Muriel could frequently be found vacuuming the floors at two in the morning while the rest of us slept and our downstairs neighbors cursed at their ceiling. She used to clean under the plastic finger wheel of our rotary phones with a Q-tip to get at every speck of dust that we never knew was there. She’s the only person I ever heard of who carpeted their garage, because it bothered her that the concrete floor always looked dirty.
My mother would get frustrated with us for leaving fingerprints and smudges all around the kitchen. So she kept a dishtowel hanging on the handle of the refrigerator door and made us pull the towel to open it. Then she tied little ribbons around all the cabinet knobs and we were only allowed to pull the ribbons to open the cabinets. If she could have, she would have made us wear gloves all the time. We didn’t have a name for obsessive compulsive behavior in those days. We just called it, Muriel.
My older sister was raised in a room where she was never allowed to wear any shoes. If she forgot to tell her friends to take their shoes off then my mother would come in and yell at them, as if they were misbehaving. Which, in her mind, they were. All because, for some unknown reason, Muriel chose to put a high maintenance floor that was easily scuffed and scratched in a little girl’s room. So my poor sister spent her entire childhood virtually walking on eggshells.
My mother, my sister & me, circa 1967. In my sister’s room. Presumably without shoes.
One day, when I was a teenager, Muriel called me into the bathroom and when I got there I could tell she was upset. To the best of my recollection, this is exactly how that conversation went.
Me: (Already annoyed.) What?
Muriel: (Pointing to the floor.) What’s that?
Muriel: Around the toilet.
Me: (After studying the floor around the toilet.) I guess it’s piss.

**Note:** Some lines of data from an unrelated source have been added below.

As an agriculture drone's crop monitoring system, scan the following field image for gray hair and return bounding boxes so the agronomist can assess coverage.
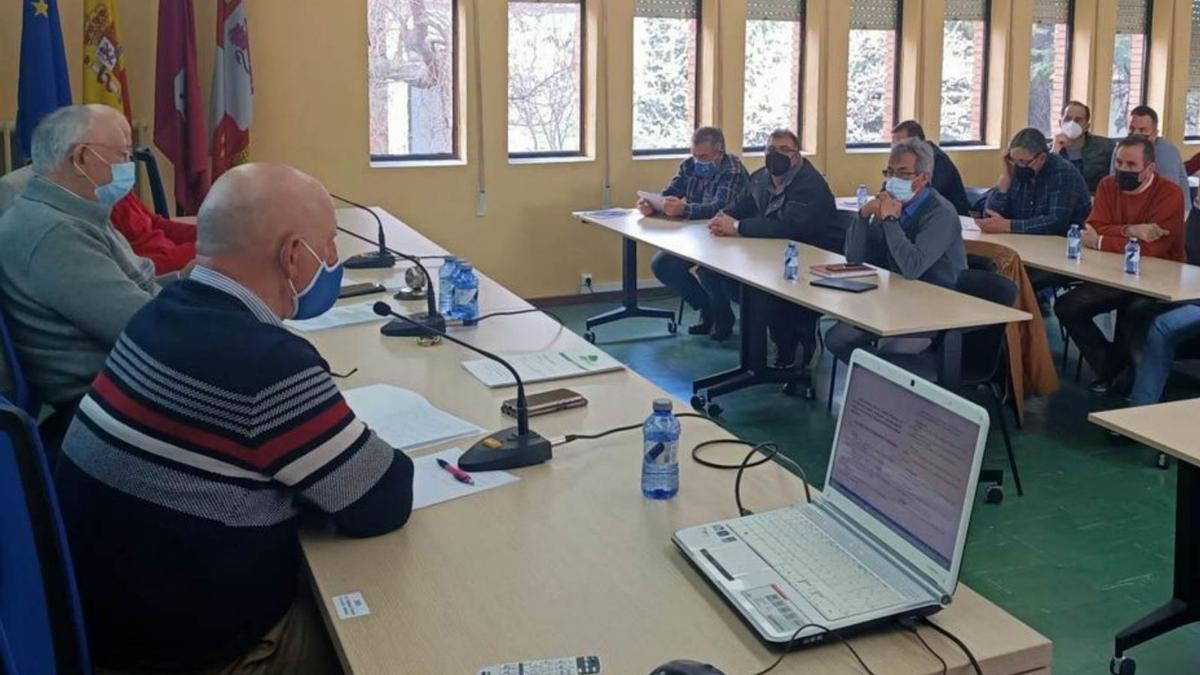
[888,138,934,175]
[29,106,95,175]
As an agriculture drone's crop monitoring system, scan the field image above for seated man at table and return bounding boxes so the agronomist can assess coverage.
[826,138,967,354]
[1055,136,1186,393]
[698,129,841,368]
[637,126,749,338]
[0,104,176,437]
[892,120,971,216]
[1051,101,1115,193]
[55,165,413,675]
[976,127,1092,235]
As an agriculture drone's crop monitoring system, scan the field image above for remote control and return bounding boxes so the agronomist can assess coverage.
[479,656,600,675]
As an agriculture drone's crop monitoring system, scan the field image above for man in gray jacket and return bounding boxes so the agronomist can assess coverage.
[0,106,174,438]
[826,138,967,354]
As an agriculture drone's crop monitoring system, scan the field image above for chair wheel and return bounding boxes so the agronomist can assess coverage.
[1109,656,1138,675]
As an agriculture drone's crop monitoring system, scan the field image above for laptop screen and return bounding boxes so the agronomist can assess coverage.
[829,368,979,571]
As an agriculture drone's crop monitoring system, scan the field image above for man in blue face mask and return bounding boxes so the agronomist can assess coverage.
[0,106,176,437]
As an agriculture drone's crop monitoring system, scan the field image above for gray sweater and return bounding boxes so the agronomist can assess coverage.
[846,187,967,288]
[0,177,168,405]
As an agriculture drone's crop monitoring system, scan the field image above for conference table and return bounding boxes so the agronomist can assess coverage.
[301,209,1051,675]
[574,209,1031,411]
[1087,399,1200,675]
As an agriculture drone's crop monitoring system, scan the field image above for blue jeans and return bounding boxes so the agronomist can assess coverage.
[1130,305,1200,406]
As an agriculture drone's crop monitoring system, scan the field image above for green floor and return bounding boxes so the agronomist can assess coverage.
[552,293,1200,675]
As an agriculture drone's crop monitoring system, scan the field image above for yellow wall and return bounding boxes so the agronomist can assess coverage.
[7,0,1200,297]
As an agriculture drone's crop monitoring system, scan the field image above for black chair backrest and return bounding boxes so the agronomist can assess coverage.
[133,145,170,217]
[955,269,1019,383]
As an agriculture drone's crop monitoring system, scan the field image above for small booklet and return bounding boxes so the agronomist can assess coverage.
[809,258,878,279]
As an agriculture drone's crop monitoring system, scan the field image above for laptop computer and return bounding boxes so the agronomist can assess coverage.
[672,351,989,645]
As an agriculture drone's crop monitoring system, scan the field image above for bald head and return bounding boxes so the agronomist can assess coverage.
[196,163,336,259]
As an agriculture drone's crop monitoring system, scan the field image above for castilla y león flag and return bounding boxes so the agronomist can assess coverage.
[212,0,254,180]
[83,0,133,120]
[154,0,209,214]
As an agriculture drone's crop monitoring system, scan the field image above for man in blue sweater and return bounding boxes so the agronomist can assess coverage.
[55,165,413,675]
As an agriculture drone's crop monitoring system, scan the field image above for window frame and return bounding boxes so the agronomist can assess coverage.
[504,0,585,160]
[937,0,993,148]
[630,0,700,157]
[367,0,463,165]
[742,0,806,155]
[842,0,904,150]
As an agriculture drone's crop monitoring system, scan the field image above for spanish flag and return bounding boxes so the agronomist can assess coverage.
[83,0,133,123]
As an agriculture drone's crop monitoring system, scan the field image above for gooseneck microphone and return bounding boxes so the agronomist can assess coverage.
[329,192,404,269]
[330,195,446,338]
[373,301,551,471]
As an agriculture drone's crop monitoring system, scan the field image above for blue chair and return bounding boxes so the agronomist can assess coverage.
[0,400,91,675]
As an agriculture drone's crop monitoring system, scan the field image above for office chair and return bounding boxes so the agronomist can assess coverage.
[0,401,91,675]
[133,145,170,217]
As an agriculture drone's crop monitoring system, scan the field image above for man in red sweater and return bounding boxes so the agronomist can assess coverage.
[1055,136,1186,394]
[109,192,196,275]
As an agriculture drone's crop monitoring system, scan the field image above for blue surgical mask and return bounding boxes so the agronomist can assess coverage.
[77,148,138,201]
[883,175,912,204]
[288,239,342,319]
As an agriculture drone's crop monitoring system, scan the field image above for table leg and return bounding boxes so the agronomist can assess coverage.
[1115,461,1200,659]
[584,237,677,342]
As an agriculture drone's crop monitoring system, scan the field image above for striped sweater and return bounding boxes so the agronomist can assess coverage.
[56,268,413,670]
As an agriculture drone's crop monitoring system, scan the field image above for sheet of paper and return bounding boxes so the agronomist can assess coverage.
[342,384,484,452]
[462,350,625,387]
[413,448,517,510]
[283,300,386,333]
[637,190,666,211]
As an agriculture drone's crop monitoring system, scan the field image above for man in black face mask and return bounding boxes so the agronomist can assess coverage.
[698,129,845,368]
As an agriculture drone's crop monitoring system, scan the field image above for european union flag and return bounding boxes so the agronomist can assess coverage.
[17,0,71,156]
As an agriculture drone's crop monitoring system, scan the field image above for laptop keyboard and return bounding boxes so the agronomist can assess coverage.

Muriel: How did it get there?
Me: (Trying to be funny.) Well, when the urine from my penis hits the water in the bowl it creates a chain reaction that causes the displacement of the two combined fluids to rise into the air and then, due to the forces of gravity, they are sucked back down onto the floor where they settle around the outside of the bowl. It’s just science.
Muriel: (Not amused.) So why doesn’t that happen when I pee?
Me: Because you sit down when you pee.
Muriel: (Completely serious.) Well, from now on, I want you to sit when you pee!
She also kept a plexiglass trash can in that bathroom that she wouldn’t allow me to throw trash in. I would ask, “What’s the point of having a trash can that I can’t use?” She would explain, as if it made perfect sense, that it was a “decorative trash can.” So I would ask in my snide way, “Then what am I supposed to do with the trash, eat it?” After a brief pause where I think she seriously considered this option she’d reply, “Throw it in the kitchen garbage can.” This made perfect sense to her. But, being the rebellious teenager I was, I stubbornly refused. So I just ignored her and threw trash in the can, as any normal person would. But it was the weirdest thing. Every time I went back into that bathroom, the trash can had been mysteriously emptied and cleaned. I don’t know how she knew it was dirty. It was as if she could hear the sound of tissue hitting plexiglass from any room in the house. And I never actually saw her remove it. Somehow, she stealthfully extracted it like an OCD Ninja. When I think of it now, I picture her like Tom Cruise being lowered from the ceiling on wires, snatching up my dirty tissues just before I entered the room, where I failed to see her dangling above me.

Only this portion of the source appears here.